社会・環境の探究の問い②|なぜ大都会・豊中の「春日町」に奇跡的に残されたのか?(保全の仕組み)

次の問いは、地理や社会、環境問題に関係する謎です。周辺の開発が進み、美しい住宅街が広がるロマンチック街道周辺において、なぜこの春日町の約1ヘクタールだけがホタルのすみかとして残ったのでしょうか。
1. 「特別緑地保全地区」という強力な法的ルールの存在
豊中市は、2016年(平成28年)2月29日に、春日町2丁目・3丁目の樹林地を都市緑地法に基づく「春日町ヒメボタル特別緑地保全地区」に指定しました。[2]これは、市街地の貴重な緑を将来にわたって壊さないよう、行政が法律に基づいて厳格に土地開発を制限し、緑地を守る仕組みです。制度という確かな守りがあるからこそ、ホタルのおうちは維持されています。

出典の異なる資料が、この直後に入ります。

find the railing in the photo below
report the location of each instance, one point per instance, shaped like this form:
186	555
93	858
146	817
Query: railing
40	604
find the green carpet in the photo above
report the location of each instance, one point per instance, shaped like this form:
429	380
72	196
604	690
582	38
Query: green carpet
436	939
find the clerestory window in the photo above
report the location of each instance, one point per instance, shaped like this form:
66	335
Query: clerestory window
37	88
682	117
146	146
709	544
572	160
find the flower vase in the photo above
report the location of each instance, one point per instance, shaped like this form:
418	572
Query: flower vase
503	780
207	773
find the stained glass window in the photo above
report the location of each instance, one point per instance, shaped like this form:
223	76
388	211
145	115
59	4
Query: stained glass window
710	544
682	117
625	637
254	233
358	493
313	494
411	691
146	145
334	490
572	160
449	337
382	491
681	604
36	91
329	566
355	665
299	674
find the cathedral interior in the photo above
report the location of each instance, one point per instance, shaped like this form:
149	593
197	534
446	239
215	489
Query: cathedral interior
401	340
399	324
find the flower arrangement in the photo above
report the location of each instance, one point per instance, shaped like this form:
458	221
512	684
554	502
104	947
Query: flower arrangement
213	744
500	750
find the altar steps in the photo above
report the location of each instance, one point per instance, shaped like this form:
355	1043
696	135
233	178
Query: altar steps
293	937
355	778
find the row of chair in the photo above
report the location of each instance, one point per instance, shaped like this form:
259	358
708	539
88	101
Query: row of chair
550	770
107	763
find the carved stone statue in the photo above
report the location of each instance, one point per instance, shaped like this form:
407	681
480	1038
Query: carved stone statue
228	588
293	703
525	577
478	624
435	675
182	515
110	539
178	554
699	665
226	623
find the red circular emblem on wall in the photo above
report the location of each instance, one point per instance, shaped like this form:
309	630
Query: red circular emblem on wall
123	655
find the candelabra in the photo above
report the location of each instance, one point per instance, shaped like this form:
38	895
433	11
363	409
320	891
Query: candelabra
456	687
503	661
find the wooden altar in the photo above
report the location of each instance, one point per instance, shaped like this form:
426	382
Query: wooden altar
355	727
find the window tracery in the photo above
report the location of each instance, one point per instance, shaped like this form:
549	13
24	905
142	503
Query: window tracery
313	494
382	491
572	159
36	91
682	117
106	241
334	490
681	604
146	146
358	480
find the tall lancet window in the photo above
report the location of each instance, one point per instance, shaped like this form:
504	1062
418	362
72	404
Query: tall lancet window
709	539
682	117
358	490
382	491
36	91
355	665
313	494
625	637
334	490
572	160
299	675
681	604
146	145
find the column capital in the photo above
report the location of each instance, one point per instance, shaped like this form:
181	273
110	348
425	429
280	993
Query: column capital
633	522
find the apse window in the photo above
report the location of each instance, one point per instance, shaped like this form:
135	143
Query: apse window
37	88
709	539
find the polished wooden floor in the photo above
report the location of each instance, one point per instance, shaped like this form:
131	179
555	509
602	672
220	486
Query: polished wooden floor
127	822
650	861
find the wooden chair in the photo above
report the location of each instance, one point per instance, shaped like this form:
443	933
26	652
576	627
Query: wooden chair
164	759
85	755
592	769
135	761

2. 4つの組織が手を取り合う「協働(きょうどう)の汗」
しかし、法律で場所を決めるだけでは、竹や草が伸び放題になり、やがて光が遮られてホタルはいなくなってしまいます。そこで豊中市では、「豊中ヒメボタルを守る会」「地元自治会」「NPO法人とよなか市民環境会議アジェンダ21自然部会」、そして「行政(豊中市)」の4者が連携し、定期的な竹の間伐、林床(りんしょう:森の地面)の整備、ゴミ拾いなどを継続しています。[1]
社会科・環境学習としての着眼点:一つの自然環境を維持するために、ボランティア(市民)、住民(自治会)、専門家(NPO)、行政(市役所)がそれぞれどんな役割を果たしているのか、「地域のつながり」の視点から考察を深めてみましょう。

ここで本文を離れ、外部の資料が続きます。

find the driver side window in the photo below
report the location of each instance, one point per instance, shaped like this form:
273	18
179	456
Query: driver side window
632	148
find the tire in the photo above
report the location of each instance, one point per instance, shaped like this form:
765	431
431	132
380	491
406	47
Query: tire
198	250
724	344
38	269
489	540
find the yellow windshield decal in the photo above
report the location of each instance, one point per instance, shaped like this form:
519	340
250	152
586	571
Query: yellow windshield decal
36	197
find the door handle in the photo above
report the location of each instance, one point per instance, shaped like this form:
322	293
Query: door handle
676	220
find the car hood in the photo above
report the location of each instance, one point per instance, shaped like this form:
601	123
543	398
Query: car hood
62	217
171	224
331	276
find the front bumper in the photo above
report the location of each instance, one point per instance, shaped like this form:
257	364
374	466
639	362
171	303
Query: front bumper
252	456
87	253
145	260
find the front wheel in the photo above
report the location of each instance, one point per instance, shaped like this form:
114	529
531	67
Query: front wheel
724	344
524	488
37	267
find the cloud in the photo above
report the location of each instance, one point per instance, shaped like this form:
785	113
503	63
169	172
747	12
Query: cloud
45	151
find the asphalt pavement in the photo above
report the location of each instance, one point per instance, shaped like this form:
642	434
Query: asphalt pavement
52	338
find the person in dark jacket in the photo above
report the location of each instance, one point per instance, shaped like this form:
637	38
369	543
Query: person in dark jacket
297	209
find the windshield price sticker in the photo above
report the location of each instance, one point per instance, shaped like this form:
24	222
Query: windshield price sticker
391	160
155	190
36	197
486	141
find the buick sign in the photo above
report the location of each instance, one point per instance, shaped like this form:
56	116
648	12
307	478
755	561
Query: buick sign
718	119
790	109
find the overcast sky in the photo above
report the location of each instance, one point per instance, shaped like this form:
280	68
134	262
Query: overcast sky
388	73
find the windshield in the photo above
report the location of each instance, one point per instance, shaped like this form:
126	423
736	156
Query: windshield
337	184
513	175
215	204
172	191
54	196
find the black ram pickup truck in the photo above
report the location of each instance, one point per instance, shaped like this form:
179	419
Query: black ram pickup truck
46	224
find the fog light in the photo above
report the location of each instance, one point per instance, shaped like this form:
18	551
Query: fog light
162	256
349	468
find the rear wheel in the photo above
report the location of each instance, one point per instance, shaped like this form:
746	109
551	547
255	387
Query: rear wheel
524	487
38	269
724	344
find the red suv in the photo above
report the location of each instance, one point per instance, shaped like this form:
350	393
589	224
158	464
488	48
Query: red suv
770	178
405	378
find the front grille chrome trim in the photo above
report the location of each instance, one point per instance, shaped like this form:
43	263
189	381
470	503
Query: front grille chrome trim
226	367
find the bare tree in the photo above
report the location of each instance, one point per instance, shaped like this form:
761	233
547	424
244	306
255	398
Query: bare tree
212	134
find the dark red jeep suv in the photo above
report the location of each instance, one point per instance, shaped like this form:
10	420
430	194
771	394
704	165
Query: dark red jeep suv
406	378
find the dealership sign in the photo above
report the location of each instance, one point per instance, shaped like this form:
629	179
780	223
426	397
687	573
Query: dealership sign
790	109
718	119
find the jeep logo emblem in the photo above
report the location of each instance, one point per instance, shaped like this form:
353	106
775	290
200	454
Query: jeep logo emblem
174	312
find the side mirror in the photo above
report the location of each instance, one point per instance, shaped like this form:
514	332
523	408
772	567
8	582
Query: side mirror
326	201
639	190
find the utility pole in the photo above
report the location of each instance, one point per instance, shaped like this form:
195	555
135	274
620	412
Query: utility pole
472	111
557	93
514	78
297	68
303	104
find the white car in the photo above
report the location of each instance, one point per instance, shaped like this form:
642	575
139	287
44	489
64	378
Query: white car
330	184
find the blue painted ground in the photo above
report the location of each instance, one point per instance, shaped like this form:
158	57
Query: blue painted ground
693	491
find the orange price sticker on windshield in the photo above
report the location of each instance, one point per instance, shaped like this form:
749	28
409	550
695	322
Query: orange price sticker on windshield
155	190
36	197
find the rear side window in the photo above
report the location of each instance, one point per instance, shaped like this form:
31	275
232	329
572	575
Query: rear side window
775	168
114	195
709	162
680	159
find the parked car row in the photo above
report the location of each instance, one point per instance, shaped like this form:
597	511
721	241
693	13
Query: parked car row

現地調査・フィールドワーク|昼間のロマンチック街道周辺を歩き、地形と環境を考察する

高学年・中学生の探究学習では、現地に実際に足を運ぶ「フィールドワーク(地域調査)」が最大の武器になります。夏休みのお天気の日、日中に周辺を実際に歩いて、地形や環境を観察してみましょう。
1. 地形の「高低差」と「湿気」の関係に気づく
ロマンチック街道の北端交差点から春日町、北緑丘、向丘にかけて歩いてみると、土地がなだらかな坂になっており、特有の傾斜(アップダウン)があることに気づくはずです。保全地区となっている斜面地や窪地には、直射日光を遮る大きな樹木や竹林が茂り、地面がカラカラに乾かず、ヒメボタルのエサ(キセルガイなど)がすむのに適した「ほどよい湿度」が自然に保たれやすい地形構造になっています。
2. 人間の暮らしと野生の境界線を記録する
すぐ目の前には美しい住宅街や道路があるのに、一歩中に入ると豊かな森がある。その境界線(バッファゾーン)がどのように維持されているか、周囲の看板やフェンス、道幅などを観察し、気づいたことをメモしたり写真を撮ったりしてレポートに「現地調査お散歩マップ」として貼り付けてみましょう。
フィールドワークでの観察チェックポイント:
- 保全地区の周りには、どんな木(竹、広葉樹など)がどれくらいの密度で生えているか?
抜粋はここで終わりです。